-
Notifications
You must be signed in to change notification settings - Fork 3.9k
Description
Description
When training VQBeT with DistributedDataParallel (DDP) (e.g. multi-GPU), training crashes right after the VQ discretization phase starts (around step 1000), with:
RuntimeError: No backend type associated with device type cpu
The crash occurs during DistributedDataParallel._sync_buffers(), when NCCL tries to synchronize buffers across ranks.
Environment
- LeRobot: main (or v0.5.0)
- Training:
lerobot-train --policy=vqbet ...with more than one GPU (DDP) - Python: 3.10
- PyTorch: with CUDA and NCCL
Steps to reproduce
- Train VQBeT with 2+ GPUs so that DDP is used.
- Let training run until the VQ phase finishes (you see "Finished discretizing action data!" in the logs).
- On the next
policy.forward(batch)call, the process crashes.
Observed traceback
[rank0]: File ".../lerobot/scripts/lerobot_train.py", line 403, in train
[rank0]: train_tracker, output_dict = update_policy(...)
[rank0]: File ".../lerobot/scripts/lerobot_train.py", line 115, in update_policy
[rank0]: loss, output_dict = policy.forward(batch)
[rank0]: File ".../torch/nn/parallel/distributed.py", line 1662, in forward
[rank0]: inputs, kwargs = self._pre_forward(*inputs, **kwargs)
[rank0]: File ".../torch/nn/parallel/distributed.py", line 1558, in _pre_forward
[rank0]: self._sync_buffers()
[rank0]: File ".../torch/nn/parallel/distributed.py", line 2195, in _sync_buffers
[rank0]: self._sync_module_buffers(authoritative_rank)
...
[rank0]: RuntimeError: No backend type associated with device type cpu
Root cause
In src/lerobot/policies/vqbet/modeling_vqbet.py, two buffers are registered with register_buffer() (so they live on the model device, e.g. GPU):
self.vqvae_model.discretized(around line 775:register_buffer("discretized", torch.tensor(False)))self.vqvae_model.vq_layer.freeze_codebook(invqbet_utils.py:register_buffer("freeze_codebook", torch.tensor(False)))

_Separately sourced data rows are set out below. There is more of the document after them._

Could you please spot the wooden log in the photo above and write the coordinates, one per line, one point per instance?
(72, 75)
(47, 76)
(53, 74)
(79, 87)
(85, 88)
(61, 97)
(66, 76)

When the discretization phase finishes (around lines 470–471), the code overwrites these buffers with new tensors:
self.vqvae_model.discretized = torch.tensor(True)
self.vqvae_model.vq_layer.freeze_codebook = torch.tensor(True)torch.tensor(True) is created on CPU by default. So the registered buffers are replaced by CPU tensors. On the next forward pass, DDP’s _sync_buffers() tries to broadcast these buffers with NCCL, which only supports GPU tensors, hence: No backend type associated with device type cpu.
Suggested fix
Do not replace the buffers; update them in-place so device and registration are preserved:
self.vqvae_model.discretized.fill_(True)
self.vqvae_model.vq_layer.freeze_codebook.fill_(True)I can open a PR with this change if maintainers are okay with this approach.